Naturalmente, os próprios pais aplicam o ritmo do processo de choro controlado. Começa por deixarem o bebé sozinho durante dois minutos, depois quatro, seis, até poder passar meia hora ou até mais tempo.
 

 

As visitas ao quarto do bebé também não devem ser muito emotivas. Ou seja, segundo o investigador, os pais não devem acender a luz nem tirar o bebé do berço.
 

 

No entanto, esta técnica não deve ser aplicada em bebés pequenos, que normalmente acordam para mamar durante a noite.
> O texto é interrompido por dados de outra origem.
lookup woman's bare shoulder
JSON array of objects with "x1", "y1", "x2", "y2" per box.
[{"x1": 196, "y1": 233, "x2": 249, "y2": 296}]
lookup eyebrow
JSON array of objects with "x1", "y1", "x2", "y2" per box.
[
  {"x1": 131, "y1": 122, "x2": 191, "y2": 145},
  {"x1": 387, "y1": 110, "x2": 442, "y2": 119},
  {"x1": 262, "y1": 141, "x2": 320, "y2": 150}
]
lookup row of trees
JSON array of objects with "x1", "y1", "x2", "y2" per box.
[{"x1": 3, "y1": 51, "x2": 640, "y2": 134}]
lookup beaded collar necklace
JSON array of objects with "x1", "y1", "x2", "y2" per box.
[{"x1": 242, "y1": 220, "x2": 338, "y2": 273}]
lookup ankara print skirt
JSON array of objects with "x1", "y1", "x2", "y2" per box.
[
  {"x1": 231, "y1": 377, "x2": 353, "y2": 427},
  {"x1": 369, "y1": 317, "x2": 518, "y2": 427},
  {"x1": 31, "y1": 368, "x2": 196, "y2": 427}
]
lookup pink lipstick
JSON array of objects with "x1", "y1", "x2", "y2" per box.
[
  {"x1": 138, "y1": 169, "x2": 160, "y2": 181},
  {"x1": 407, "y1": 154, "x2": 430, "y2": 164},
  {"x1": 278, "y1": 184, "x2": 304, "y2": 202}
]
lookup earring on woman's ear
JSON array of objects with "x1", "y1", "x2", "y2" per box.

A maioria dos bebés demora cerca de dez minutos para adormecer, recorda Hiscock.
 

 

Mães também melhoram
 

 

Embora a técnica seja conhecida, este novo estudo incluiu crianças entre os seis meses e um ano com problemas de sono, tais como acordar quase todas as noites, acordar mais de três vezes por noite ou precisar de ser embalado pelo pai ou pela mãe.
 

 

Quanto às 155 mães, os investigadores avaliaram a exposição à depressão através de um teste-padrão. Algumas mulheres aprenderam o método do choro controlado e receberam informações sobre comportamento de sono infantil e administração de problemas do sono. Outras ainda receberam apenas informações sobre padrões normais de sono infantil.
 

 

Após dois meses, as mulheres que aprenderam a técnica de choro controlado relataram uma quantidade menor, ou menos grave, de problemas no sono dos seus bebé. Também as mães que tinham sintomas de depressão no início do estudo melhoraram.
 

 

Para os investigadores não existem dúvidas de que o método utilizado é um dos melhores para prevenir as depressões pós-parto. Mais barato e menos perturbador para as famílias, comparado com outras formas de tratar depressão pós-parto – tais como fármacos anti-depressivos, sublinha a equipa. A metodologia usada é de três consultas individuais com as mães com um intervalo de duas semanas, mas não deve ser utilizada por mulheres com depressão pós-parto grave.